If we’re feeling like a gray cloud hangs over us, there are ways to feel happier.
Some ways work quickly, others take time. What will work for each of us will depend on what factors are contributing to our current emotional state. For example, if we’ve been unhappy for months or years, everything from our biochemistry to our mindset to our habits may need support in shifting before we can fully experience the effervescent lightness of mood we’re seeking. However, if our unhappiness is more transient, it may be much quicker for our body’s systems to shift gears toward supporting a more cheerful state.
As with all things in life, no one strategy is right for every person, but the strategies listed below are a worthy place to begin.
1. Give Up the Idea That We Can’t Be Happy Until Someone Else Is Happy
How many times in life do we find ourselves in situations where a friend, family member, or colleague is unhappy and because they are unhappy, we are unhappy? The truth is that we can be happy regardless of what’s going on in the minds and hearts of others. I admit that it can be very challenging to feel good feelings when someone around us is suffering, but when this happens in my own life, I pause and ask, “What is gained by both of us feeling terrible?” And the answer is “not much, if anything at all.” Learning how to tap into our own inner joy is a skill all by itself. One of the ways that I help myself reconnect to my joy is by going on little adventures. Whether I take an hour to explore a park or 20 minutes to pop into a store I’ve never been to, these adventures are nearly always guaranteed to spark my happiness.
2. Give Up the Idea That We Can’t Be Happy Unless a Specific Condition Is Met
Much like the previous strategy of “giving up the idea that we can’t be happy until someone else is happy,” “giving up the idea that we can’t be happy unless a specific condition is met” invites us to remove our mental connection between our happiness being dependent upon an external condition. Think of the number of times we set goals for ourselves that sound something like, “ When I’m making “x” number of dollars, then I’ll be happy”…or….”When I find the right partner, then I’ll be happy.” Statements that link our happiness to external circumstances can keep us in a hamster-wheel of striving for goals that may or may not happen and may or may need result in the happiness we crave. It is possible to be happy regardless of whether our goals are achieved. In fact, feeling happiness while on whatever journey our life is taking us on can actually help us be healthier, more resilient, and capable of achieving the conditions we want.
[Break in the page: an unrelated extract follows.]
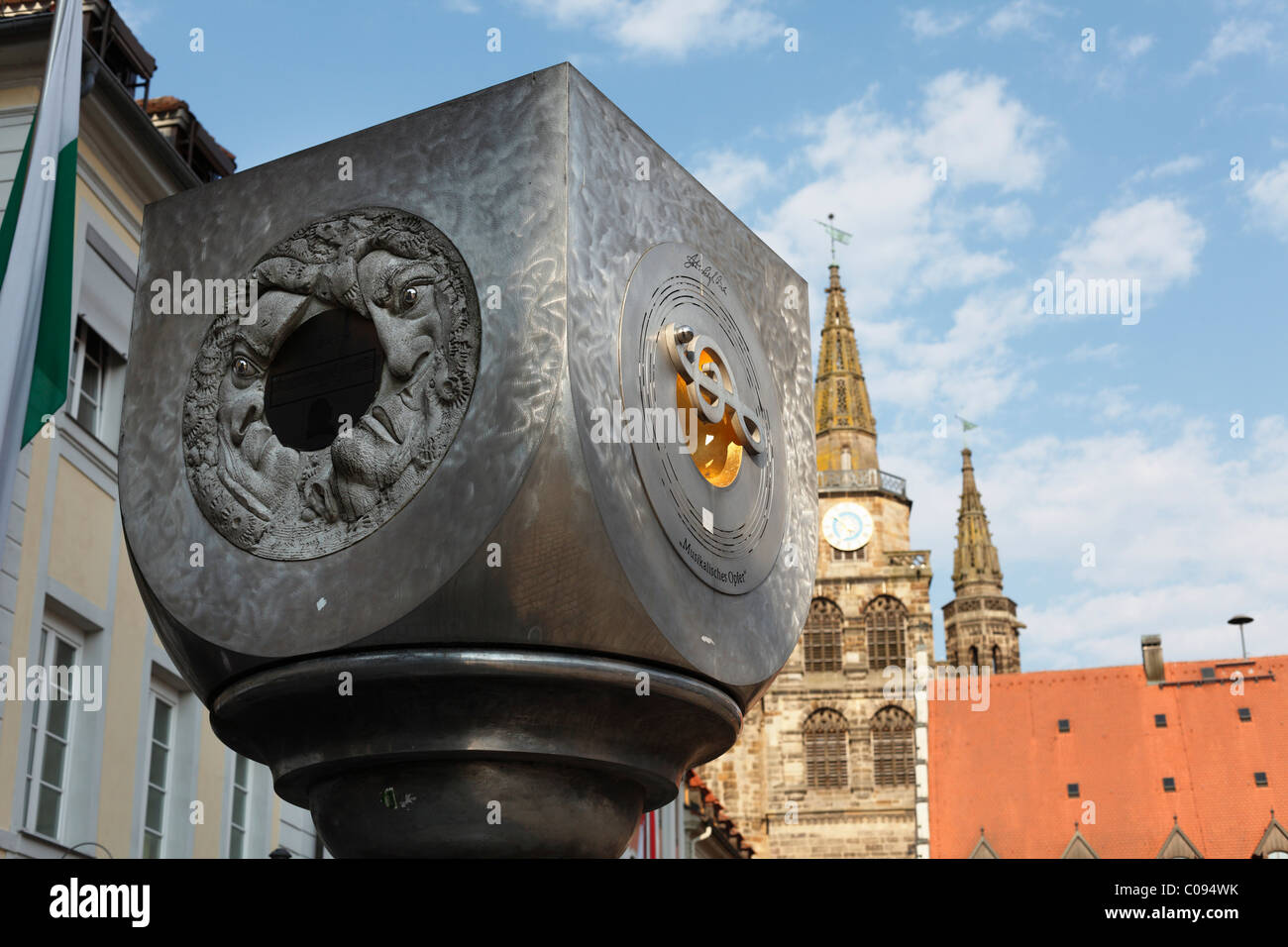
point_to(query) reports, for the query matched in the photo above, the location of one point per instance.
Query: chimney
(1151, 656)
3. Name the Feeling We’re Feeling
While naming the feeling we’re feeling might seem counterintuitive to experiencing the happiness we desire, research shows that the simple act of specifically naming our feeling can free us from the hold the distracting feeling has on us. How does this work? It works by shifting our brain away from the fight/flight area (amygdala) toward the thinking area (prefrontal cortex). In other words we activate our thinking selves which gives us a lifeline out of the emotional swamp we’ve been caught in.
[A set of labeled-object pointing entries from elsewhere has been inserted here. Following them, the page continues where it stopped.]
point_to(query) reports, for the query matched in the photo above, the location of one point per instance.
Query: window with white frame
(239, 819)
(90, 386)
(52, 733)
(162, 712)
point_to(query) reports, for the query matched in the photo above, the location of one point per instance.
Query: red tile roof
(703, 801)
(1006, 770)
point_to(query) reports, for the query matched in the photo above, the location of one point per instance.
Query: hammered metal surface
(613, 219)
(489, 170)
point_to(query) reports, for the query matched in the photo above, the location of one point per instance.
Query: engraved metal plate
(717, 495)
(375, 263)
Feelings tend to be very nuanced. If we can tune into the feeling and match it with its specific name, we can then pause, reflect on it, and mindfully choose a follow-up step to help us on our way. For example, we might notice we’re “sad,” but upon deeper examination, realize “hopeless” is the more nuanced name for our experience. With this realization, we can begin to consider what has sparked this feeling and make plans to address it.
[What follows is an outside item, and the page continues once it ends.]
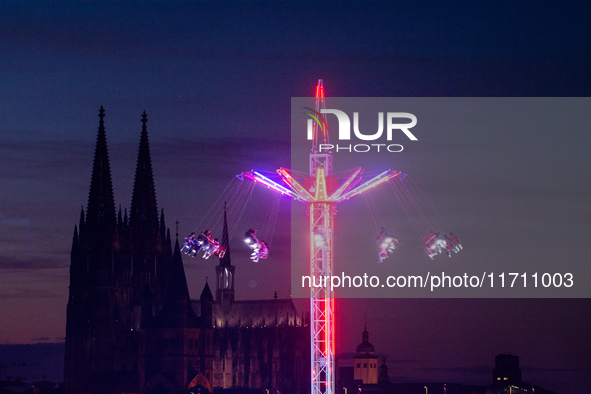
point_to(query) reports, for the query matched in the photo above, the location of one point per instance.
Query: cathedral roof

4. Create Something New From the Feeling
Sometimes an unhappy feeling can be used as a source of inspiration for new creation. The act of creating something new can transmute a feeling we don’t like into one we do like. For example, putting our feeling into words can yield a poem or a story, putting our feeling into color can yield paintings and pictures, and putting our feeling into food might look like a buffet of tasty treats. The possibilities are endless.
Read “How Creativity Can Boost Our Mental Health” to learn more about creativity and happiness.
5. Use Our Smiling Muscles
The act of moving our lips into a smile releases positive endorphins into our brain whether we are happy or not. Practicing smiling in the car, in front of a computer, in the bathroom, and everywhere else can end up helping us feel like smiling for real. No one needs to see our efforts. In fact, it might be easier to notice results if no one else is around. Smiling is happiness-inducing stimulation for our brain that we can do nearly anywhere. For best results, we can practice using our smiling muscles every day, multiple times a day.
6. Exercise Our Laughing Muscles
We don’t have to have anything funny going on to go through the act of laughing. Laughing involves smiling, breathing, vocalizing, and moving…all of which are great for inducing a barrage of happiness inducing endorphins. A practice called Laughter Yoga is designed to help us get the benefit of laughter anytime we want. Very simply, it begins with vocally repeating the words, “Ha Ha Ho Ho.” When I’ve done this, I notice that my feeling state tends to shift quite quickly.
7. Move Our Body To The Rhythm
With movement comes endorphins. To induce the release of happiness-inducing endorphins, we can move to the music in our head, the feelings in our body, or the sounds of our environment. The movement might look like dancing, running, walking, or something else entirely. Regardless, movement can help shift our mood with pleasurable ease.
In summary, there are endless strategies we can use to feel happy when were don’t feel happy. From the strategies listed above, which one are you likely to try first?